I am sure, you guys have some weekend ritual as well. 

Ingredients:
Idli Rice - 1 cup
Urad Dal/Split Black Gram - 1/4 cup
Toor Dal/Split Pigeon Peas - 1/8 cup
Methi/Fenugreek Seeds - 1/2 tsp
Salt
Oil

How to make South Indian Masala Dosa:
  • Soak idli rice, urad dal, toor dal, methi seeds in plenty of water for about 8 hours. You can use any medium grain rice instead of idli rice.
  • Wash the soaked rice and lentils well, about 5 - 6 times. Grind all these to a fine paste adding little water at a time. I divide it in 2 batches for grinding. Batter consistency must be slightly thinner than idli batter, but thick enough to coat a spoon. Keep it covered, overnight in a warm place. Here in the cold weather, I keep the batter bowl in the oven.

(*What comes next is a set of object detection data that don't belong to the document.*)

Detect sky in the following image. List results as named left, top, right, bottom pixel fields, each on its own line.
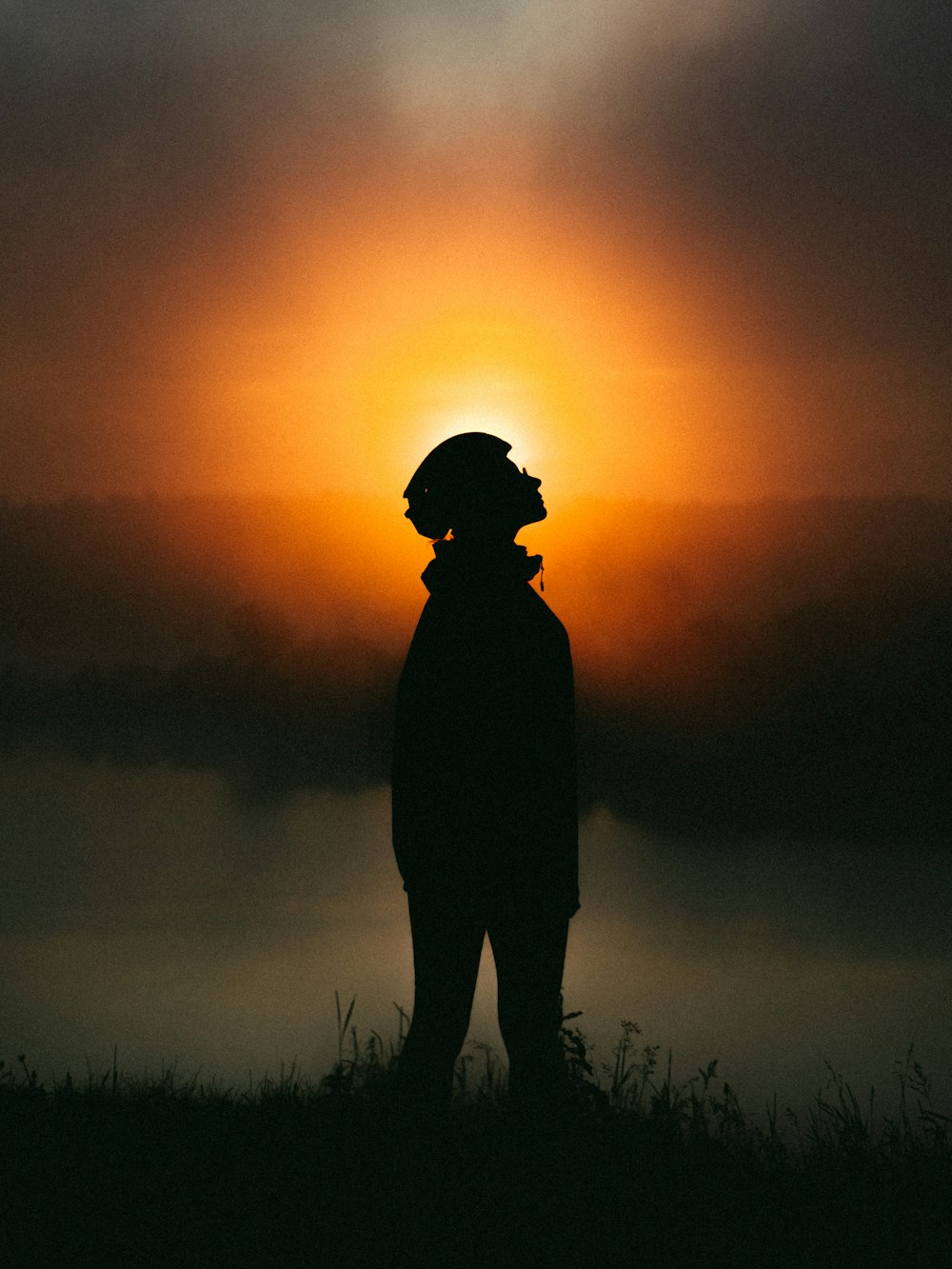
left=0, top=0, right=952, bottom=500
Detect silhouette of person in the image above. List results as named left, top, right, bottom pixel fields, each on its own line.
left=392, top=431, right=579, bottom=1110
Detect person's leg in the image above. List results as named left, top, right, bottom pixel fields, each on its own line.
left=397, top=893, right=486, bottom=1109
left=488, top=908, right=568, bottom=1102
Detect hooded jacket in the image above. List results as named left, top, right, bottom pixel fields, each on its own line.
left=392, top=541, right=579, bottom=915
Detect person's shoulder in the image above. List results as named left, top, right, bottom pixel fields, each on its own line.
left=521, top=583, right=568, bottom=640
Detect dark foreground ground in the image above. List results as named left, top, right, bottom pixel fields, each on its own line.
left=0, top=1056, right=952, bottom=1269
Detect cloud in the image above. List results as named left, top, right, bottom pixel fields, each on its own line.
left=0, top=500, right=952, bottom=847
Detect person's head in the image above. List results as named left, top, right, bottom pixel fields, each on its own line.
left=404, top=431, right=547, bottom=540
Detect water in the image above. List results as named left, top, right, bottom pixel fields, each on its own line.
left=0, top=756, right=952, bottom=1108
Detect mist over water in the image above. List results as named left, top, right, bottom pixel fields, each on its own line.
left=0, top=754, right=952, bottom=1108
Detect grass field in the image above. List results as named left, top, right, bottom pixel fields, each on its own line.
left=0, top=1001, right=952, bottom=1269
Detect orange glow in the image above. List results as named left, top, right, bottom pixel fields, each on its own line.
left=164, top=186, right=680, bottom=506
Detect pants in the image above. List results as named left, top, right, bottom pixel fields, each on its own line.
left=399, top=892, right=568, bottom=1106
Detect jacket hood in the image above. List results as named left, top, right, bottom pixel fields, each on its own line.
left=422, top=538, right=542, bottom=595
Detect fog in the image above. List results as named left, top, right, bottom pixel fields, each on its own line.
left=0, top=755, right=952, bottom=1109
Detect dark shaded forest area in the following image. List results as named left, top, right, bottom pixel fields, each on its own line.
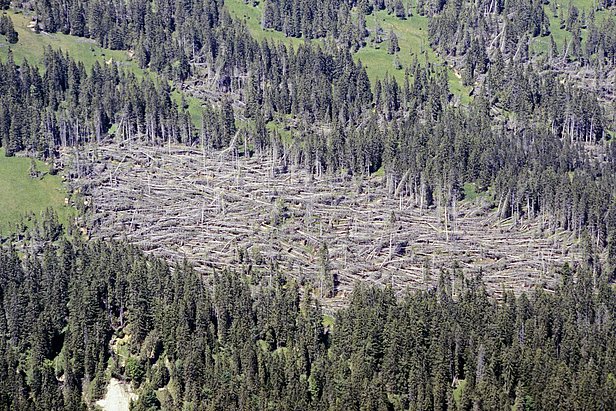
left=0, top=218, right=616, bottom=410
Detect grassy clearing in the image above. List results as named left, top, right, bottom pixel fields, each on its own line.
left=531, top=0, right=616, bottom=56
left=0, top=11, right=202, bottom=128
left=225, top=0, right=303, bottom=47
left=0, top=11, right=138, bottom=72
left=0, top=148, right=75, bottom=234
left=225, top=0, right=470, bottom=103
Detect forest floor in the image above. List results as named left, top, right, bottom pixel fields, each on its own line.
left=64, top=144, right=579, bottom=304
left=0, top=148, right=74, bottom=234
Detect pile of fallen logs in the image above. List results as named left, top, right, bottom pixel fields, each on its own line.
left=63, top=144, right=579, bottom=304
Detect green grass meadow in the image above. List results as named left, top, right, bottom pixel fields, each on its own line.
left=0, top=148, right=75, bottom=234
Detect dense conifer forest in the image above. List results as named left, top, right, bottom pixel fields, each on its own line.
left=0, top=0, right=616, bottom=410
left=0, top=216, right=616, bottom=410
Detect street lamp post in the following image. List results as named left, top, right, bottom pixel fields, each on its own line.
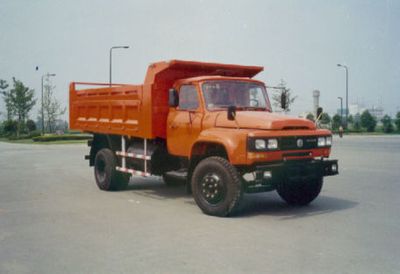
left=42, top=73, right=56, bottom=135
left=338, top=97, right=343, bottom=126
left=110, top=46, right=129, bottom=87
left=337, top=64, right=349, bottom=128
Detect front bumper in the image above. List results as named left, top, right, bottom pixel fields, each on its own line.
left=247, top=160, right=339, bottom=192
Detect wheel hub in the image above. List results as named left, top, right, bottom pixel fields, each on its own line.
left=200, top=173, right=224, bottom=204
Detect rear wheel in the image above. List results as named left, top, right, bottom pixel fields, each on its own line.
left=94, top=148, right=130, bottom=191
left=277, top=177, right=323, bottom=206
left=192, top=157, right=243, bottom=217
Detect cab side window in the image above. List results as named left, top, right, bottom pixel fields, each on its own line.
left=179, top=85, right=199, bottom=110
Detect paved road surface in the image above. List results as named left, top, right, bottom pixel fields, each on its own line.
left=0, top=136, right=400, bottom=273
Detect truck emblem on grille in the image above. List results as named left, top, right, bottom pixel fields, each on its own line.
left=297, top=139, right=303, bottom=147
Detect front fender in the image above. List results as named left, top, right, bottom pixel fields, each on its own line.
left=191, top=128, right=249, bottom=165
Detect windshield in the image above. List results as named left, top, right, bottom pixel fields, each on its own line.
left=202, top=81, right=271, bottom=111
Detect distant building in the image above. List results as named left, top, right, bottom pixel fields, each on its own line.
left=368, top=106, right=384, bottom=121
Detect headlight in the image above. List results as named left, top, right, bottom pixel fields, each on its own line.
left=326, top=136, right=332, bottom=146
left=268, top=139, right=278, bottom=150
left=254, top=139, right=266, bottom=150
left=318, top=136, right=332, bottom=147
left=318, top=137, right=326, bottom=147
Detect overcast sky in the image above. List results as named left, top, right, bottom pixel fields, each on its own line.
left=0, top=0, right=400, bottom=118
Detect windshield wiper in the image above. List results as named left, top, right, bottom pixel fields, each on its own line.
left=236, top=106, right=267, bottom=110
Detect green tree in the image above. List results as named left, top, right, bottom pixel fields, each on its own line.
left=360, top=110, right=376, bottom=132
left=381, top=114, right=394, bottom=133
left=394, top=111, right=400, bottom=131
left=332, top=114, right=342, bottom=130
left=320, top=112, right=331, bottom=125
left=347, top=114, right=354, bottom=125
left=2, top=120, right=18, bottom=136
left=0, top=80, right=14, bottom=120
left=10, top=77, right=36, bottom=136
left=43, top=78, right=66, bottom=132
left=306, top=113, right=315, bottom=122
left=272, top=79, right=297, bottom=112
left=26, top=119, right=36, bottom=132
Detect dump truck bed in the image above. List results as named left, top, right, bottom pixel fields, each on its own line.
left=69, top=60, right=263, bottom=139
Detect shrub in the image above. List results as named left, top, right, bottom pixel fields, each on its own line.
left=32, top=134, right=92, bottom=142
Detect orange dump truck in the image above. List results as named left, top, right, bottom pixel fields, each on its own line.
left=69, top=60, right=338, bottom=216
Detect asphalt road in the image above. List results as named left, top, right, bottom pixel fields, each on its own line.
left=0, top=136, right=400, bottom=273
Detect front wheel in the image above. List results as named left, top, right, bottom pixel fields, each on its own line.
left=276, top=177, right=323, bottom=206
left=94, top=148, right=130, bottom=190
left=192, top=157, right=243, bottom=217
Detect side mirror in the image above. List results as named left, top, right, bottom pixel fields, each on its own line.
left=281, top=90, right=287, bottom=110
left=317, top=107, right=324, bottom=119
left=168, top=88, right=179, bottom=108
left=228, top=106, right=236, bottom=121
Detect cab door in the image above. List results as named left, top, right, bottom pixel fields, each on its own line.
left=167, top=84, right=204, bottom=157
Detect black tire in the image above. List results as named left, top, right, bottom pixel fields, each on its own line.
left=191, top=157, right=243, bottom=217
left=162, top=173, right=185, bottom=187
left=94, top=148, right=130, bottom=191
left=276, top=177, right=323, bottom=206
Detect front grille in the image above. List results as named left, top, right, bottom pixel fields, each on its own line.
left=279, top=136, right=318, bottom=150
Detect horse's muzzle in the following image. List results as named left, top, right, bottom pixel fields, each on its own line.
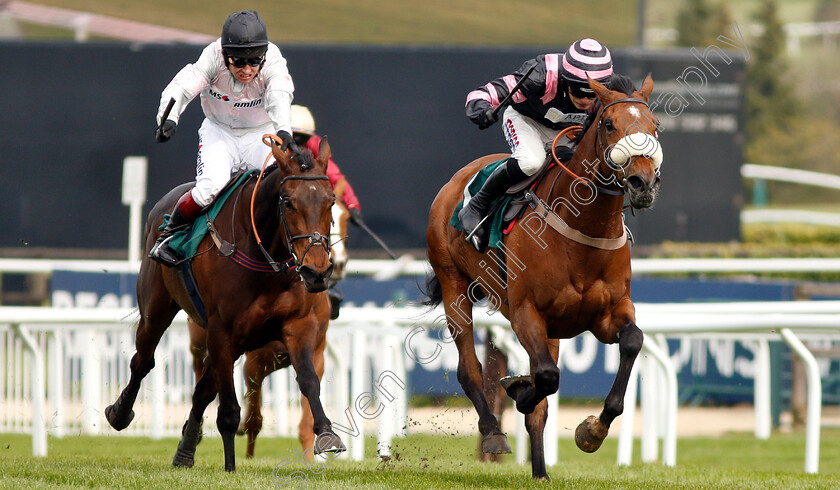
left=298, top=264, right=333, bottom=293
left=627, top=175, right=662, bottom=209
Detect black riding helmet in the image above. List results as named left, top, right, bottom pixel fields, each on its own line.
left=222, top=10, right=268, bottom=65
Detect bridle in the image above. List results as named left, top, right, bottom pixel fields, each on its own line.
left=551, top=97, right=659, bottom=196
left=595, top=97, right=659, bottom=191
left=272, top=175, right=332, bottom=270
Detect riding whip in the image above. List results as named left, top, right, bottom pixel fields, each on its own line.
left=158, top=97, right=175, bottom=133
left=356, top=220, right=397, bottom=260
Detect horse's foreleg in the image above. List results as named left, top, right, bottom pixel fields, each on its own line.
left=187, top=319, right=207, bottom=381
left=105, top=310, right=177, bottom=430
left=172, top=363, right=218, bottom=468
left=477, top=329, right=507, bottom=462
left=286, top=326, right=347, bottom=454
left=525, top=398, right=552, bottom=480
left=575, top=322, right=644, bottom=453
left=502, top=305, right=560, bottom=414
left=298, top=345, right=326, bottom=461
left=208, top=346, right=240, bottom=472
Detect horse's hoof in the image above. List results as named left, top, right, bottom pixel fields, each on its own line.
left=481, top=432, right=512, bottom=454
left=575, top=415, right=610, bottom=453
left=172, top=448, right=195, bottom=468
left=314, top=432, right=347, bottom=454
left=105, top=405, right=134, bottom=430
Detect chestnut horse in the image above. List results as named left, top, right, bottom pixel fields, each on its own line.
left=105, top=135, right=346, bottom=471
left=187, top=197, right=350, bottom=460
left=426, top=75, right=662, bottom=479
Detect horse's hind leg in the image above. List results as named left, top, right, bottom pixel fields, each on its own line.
left=502, top=303, right=560, bottom=414
left=105, top=270, right=179, bottom=430
left=575, top=322, right=644, bottom=453
left=438, top=274, right=511, bottom=454
left=237, top=342, right=289, bottom=458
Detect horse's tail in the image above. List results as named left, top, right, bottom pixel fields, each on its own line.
left=422, top=272, right=443, bottom=308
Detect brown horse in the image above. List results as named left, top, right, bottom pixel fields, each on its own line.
left=105, top=135, right=345, bottom=471
left=187, top=197, right=350, bottom=461
left=426, top=76, right=662, bottom=479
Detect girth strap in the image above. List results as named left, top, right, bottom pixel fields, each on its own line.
left=525, top=191, right=627, bottom=250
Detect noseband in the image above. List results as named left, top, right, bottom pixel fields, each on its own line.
left=277, top=175, right=332, bottom=270
left=251, top=174, right=332, bottom=272
left=595, top=97, right=659, bottom=190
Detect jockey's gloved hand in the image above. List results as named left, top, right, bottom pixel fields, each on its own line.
left=476, top=109, right=499, bottom=130
left=155, top=119, right=178, bottom=143
left=350, top=208, right=364, bottom=226
left=277, top=129, right=300, bottom=154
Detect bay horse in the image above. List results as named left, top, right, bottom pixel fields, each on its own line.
left=105, top=135, right=346, bottom=471
left=187, top=197, right=350, bottom=461
left=426, top=75, right=662, bottom=479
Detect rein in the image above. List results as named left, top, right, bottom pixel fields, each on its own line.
left=246, top=134, right=331, bottom=273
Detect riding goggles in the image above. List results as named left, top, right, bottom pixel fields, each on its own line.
left=228, top=56, right=265, bottom=68
left=569, top=83, right=595, bottom=99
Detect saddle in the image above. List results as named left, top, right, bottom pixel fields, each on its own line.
left=498, top=146, right=574, bottom=225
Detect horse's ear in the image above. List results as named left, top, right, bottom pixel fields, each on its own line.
left=636, top=73, right=653, bottom=101
left=587, top=77, right=612, bottom=105
left=318, top=135, right=332, bottom=168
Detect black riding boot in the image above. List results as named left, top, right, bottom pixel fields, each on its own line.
left=458, top=158, right=527, bottom=253
left=149, top=191, right=201, bottom=267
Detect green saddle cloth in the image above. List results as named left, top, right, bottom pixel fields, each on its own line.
left=158, top=170, right=259, bottom=257
left=449, top=158, right=513, bottom=248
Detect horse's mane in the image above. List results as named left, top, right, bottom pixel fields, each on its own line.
left=575, top=73, right=636, bottom=143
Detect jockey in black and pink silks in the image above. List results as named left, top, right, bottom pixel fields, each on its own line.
left=149, top=10, right=300, bottom=266
left=458, top=38, right=632, bottom=252
left=291, top=104, right=364, bottom=320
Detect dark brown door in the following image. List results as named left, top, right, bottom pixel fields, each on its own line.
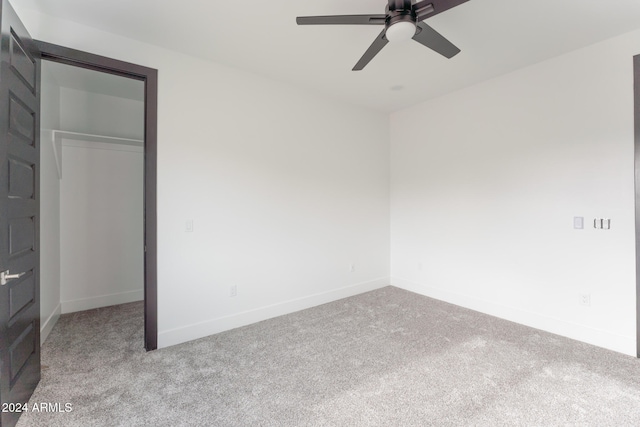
left=0, top=0, right=40, bottom=427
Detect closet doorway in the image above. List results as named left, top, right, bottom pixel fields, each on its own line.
left=39, top=43, right=157, bottom=350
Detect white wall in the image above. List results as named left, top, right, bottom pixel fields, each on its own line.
left=40, top=63, right=60, bottom=342
left=60, top=139, right=144, bottom=314
left=391, top=32, right=640, bottom=355
left=60, top=87, right=144, bottom=140
left=16, top=2, right=389, bottom=347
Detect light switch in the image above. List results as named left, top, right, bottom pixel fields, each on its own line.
left=573, top=216, right=584, bottom=230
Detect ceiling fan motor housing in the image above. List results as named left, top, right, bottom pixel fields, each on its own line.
left=385, top=0, right=417, bottom=28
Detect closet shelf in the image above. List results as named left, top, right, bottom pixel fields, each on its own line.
left=51, top=130, right=144, bottom=147
left=51, top=129, right=144, bottom=179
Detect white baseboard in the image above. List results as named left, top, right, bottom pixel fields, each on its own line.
left=40, top=304, right=62, bottom=345
left=158, top=277, right=389, bottom=348
left=61, top=289, right=144, bottom=314
left=391, top=277, right=636, bottom=357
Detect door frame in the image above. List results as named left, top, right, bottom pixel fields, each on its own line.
left=35, top=40, right=158, bottom=351
left=633, top=55, right=640, bottom=358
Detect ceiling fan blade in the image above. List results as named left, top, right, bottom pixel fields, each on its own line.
left=352, top=29, right=389, bottom=71
left=413, top=0, right=469, bottom=21
left=413, top=22, right=460, bottom=58
left=296, top=15, right=387, bottom=25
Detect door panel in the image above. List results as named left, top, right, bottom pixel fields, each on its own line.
left=0, top=0, right=40, bottom=427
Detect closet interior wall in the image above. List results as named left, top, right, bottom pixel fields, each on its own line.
left=40, top=61, right=144, bottom=341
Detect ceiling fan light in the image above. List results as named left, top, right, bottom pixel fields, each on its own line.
left=385, top=21, right=416, bottom=42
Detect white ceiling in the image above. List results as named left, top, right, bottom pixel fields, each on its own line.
left=16, top=0, right=640, bottom=111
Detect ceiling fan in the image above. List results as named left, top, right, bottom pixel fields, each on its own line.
left=296, top=0, right=469, bottom=71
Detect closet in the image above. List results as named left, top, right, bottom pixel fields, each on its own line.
left=40, top=61, right=144, bottom=341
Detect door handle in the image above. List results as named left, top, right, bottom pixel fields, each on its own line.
left=0, top=270, right=27, bottom=286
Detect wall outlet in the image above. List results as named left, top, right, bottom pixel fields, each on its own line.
left=580, top=294, right=591, bottom=307
left=573, top=216, right=584, bottom=230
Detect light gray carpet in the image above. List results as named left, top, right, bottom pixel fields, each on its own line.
left=18, top=287, right=640, bottom=427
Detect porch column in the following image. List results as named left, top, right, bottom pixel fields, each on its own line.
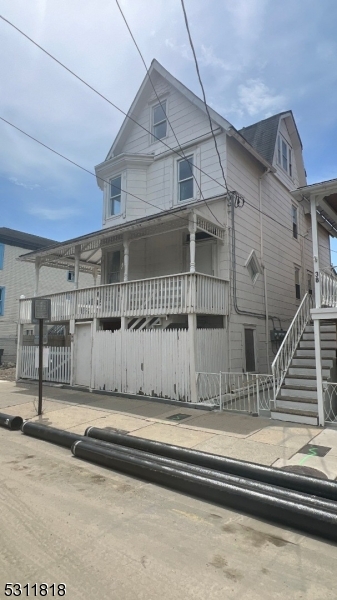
left=123, top=239, right=130, bottom=281
left=188, top=215, right=196, bottom=273
left=74, top=245, right=81, bottom=290
left=310, top=196, right=324, bottom=427
left=188, top=313, right=198, bottom=402
left=34, top=258, right=41, bottom=297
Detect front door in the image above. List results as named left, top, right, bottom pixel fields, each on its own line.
left=107, top=250, right=121, bottom=283
left=74, top=323, right=92, bottom=387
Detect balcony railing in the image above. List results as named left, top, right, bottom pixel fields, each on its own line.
left=20, top=273, right=228, bottom=323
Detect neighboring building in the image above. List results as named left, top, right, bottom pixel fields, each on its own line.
left=15, top=61, right=331, bottom=426
left=0, top=227, right=93, bottom=364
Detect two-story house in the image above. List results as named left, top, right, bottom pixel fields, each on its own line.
left=15, top=60, right=330, bottom=414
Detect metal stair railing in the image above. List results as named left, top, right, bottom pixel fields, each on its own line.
left=271, top=292, right=312, bottom=401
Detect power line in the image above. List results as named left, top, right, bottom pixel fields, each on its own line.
left=116, top=0, right=222, bottom=226
left=0, top=15, right=230, bottom=206
left=181, top=0, right=230, bottom=194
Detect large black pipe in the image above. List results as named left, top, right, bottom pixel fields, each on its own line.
left=0, top=413, right=23, bottom=431
left=85, top=427, right=337, bottom=501
left=71, top=441, right=337, bottom=541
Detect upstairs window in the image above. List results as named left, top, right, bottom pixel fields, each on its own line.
left=110, top=175, right=122, bottom=216
left=295, top=267, right=301, bottom=300
left=277, top=134, right=293, bottom=177
left=152, top=100, right=167, bottom=140
left=0, top=287, right=5, bottom=317
left=291, top=205, right=298, bottom=240
left=178, top=155, right=194, bottom=202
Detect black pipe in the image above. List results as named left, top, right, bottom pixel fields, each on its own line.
left=85, top=427, right=337, bottom=501
left=71, top=441, right=337, bottom=541
left=0, top=413, right=23, bottom=431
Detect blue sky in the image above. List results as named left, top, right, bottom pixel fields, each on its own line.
left=0, top=0, right=337, bottom=262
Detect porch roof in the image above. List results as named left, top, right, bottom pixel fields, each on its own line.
left=291, top=179, right=337, bottom=237
left=18, top=201, right=225, bottom=273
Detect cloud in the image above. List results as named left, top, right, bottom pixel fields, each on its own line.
left=27, top=206, right=81, bottom=221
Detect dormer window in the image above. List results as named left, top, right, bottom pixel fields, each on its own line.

  • The batter quantity rises to almost double after fermentation. Add salt and mix the batter well. You can add a pinch of baking soda if you like, especially if the batter has not risen.
  • Heat a flat pan or griddle for making dosa. I like a cast iron pan for making dosas. You can use a nonstick pan as well. Lightly grease the pan with oil or cooking spray. Too much oil will make the dosa thick and you will find it difficult to spread the batter. Pour a ladle full of batter in the center of the hot pan. Spread it evenly in a circular, clockwise motion to form a round dosa. When the edges turn dry and slightly brown, flip the dosa. Drizzle few drops of oil and roast the other side until golden brown. Roasting the other side is optional, but I like to roast both sides. Oil or butter or ghee enables the dosa to get a nice crisp, golden brown texture.
  • If the batter is too thick, you won't be able to spread the dosa. And if the batter is too thin, sometimes the dosa sticks to the pan. Best option is to grind the batter thick and add little water as required, while making dosas. You need a nice sizzling hot pan for making dosas. Once the pan is nice hot, you can lower the heat. 
South Indian Masala Dosa
Serve hot Masala Dosa with Potato Bhaji, Coconut Chutney and/or Sambar.